Friday, October 7, 2022

Kaufman Hall, Room 178
1:30 – 2:30 p.m.

Let’s Talk Climate Series – Facilitated Discussion

Warming in the Arctic: Why Do We Need to Care?

Ben Edwards, Dickinson College

The Arctic is a critical area to understand as a first glimpse of changes that will be coming as global warming starts having a larger impact on driving climate change. If melting of the Greenland ice sheet causes too much freshening of North Atlantic waters, many bad things could follow ecologically and climatologically. The geopolitical realm of the Arctic is also moving to the global stage, in part as a result of Russia’s international ambitions and their impacts on current and future (Sweden and Finland) NATO members. We will pick out a few critical natural components of the Arctic in this session (sea ice, permafrost, glaciers), and discuss how they will have increasingly direct impacts on geopolitics in the near future.

This event is sponsored by the Clarke Forum for Contemporary Issues and the Center for Sustainability Education.  It is also part of the Clarke Forum’s semester theme, The Arctic.

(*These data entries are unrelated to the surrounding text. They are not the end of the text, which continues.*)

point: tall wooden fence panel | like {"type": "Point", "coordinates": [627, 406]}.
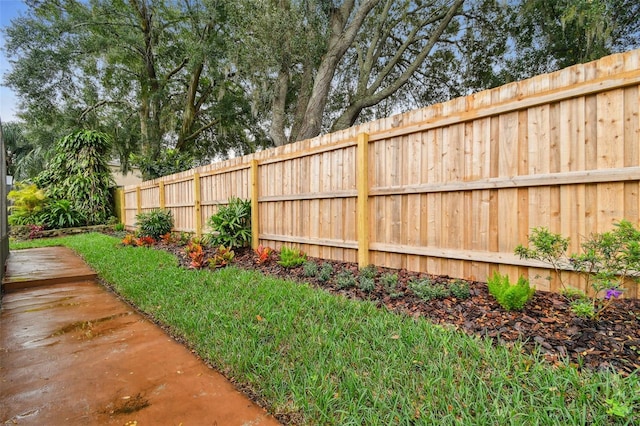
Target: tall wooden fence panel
{"type": "Point", "coordinates": [449, 189]}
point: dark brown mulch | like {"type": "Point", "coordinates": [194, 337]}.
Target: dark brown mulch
{"type": "Point", "coordinates": [546, 322]}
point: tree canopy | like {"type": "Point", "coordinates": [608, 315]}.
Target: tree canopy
{"type": "Point", "coordinates": [212, 78]}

Visit Let’s Talk Climate for a full list of events in this series.

Biography (provided by the speaker)

Ben Edwards is professor of earth sciences and the Moraine Chair in Arctic Studies . His research foci are interactions between volcanoes and glaciers (glaciovolcanism), Arctic and Alpine climate change (including directing the Dickinson College Arctic and Alpine Climate Change Research Experience AACCRE), UAV (a.k.a. drones) science, and the impacts of volcanic ash on plants. Volcano studies include the formation of pillow lava and cooling joints, large-scale lava-ice experiments at the Syracuse Lava Lab (http://lavaproject.syr.edu), petrological imaging of lithospheric stratigraphy (using xenoliths from Neogene to Recent volcanoes in the North American Cordillera), applications of theoretical models for understanding the formation of cooling fractures in lavas, and the formation of deposits during volcano-ice interactions. His other interests include soil-forming processes, mineralogy, environmental hazards, the history of science, the history of Arctic exploration, and the influence of plate tectonics on almost everything. His current research involves taking students to places like Alaska (Gates of the Arctic), Iceland (2010 Eyjafjallajokull eruption), Greenland, the Canadian Arctic (Nunavut), British Columbia, Chile (2015 Villarrica eruption) and Peru to study volcanic stratigraphy, glaciers and climate change.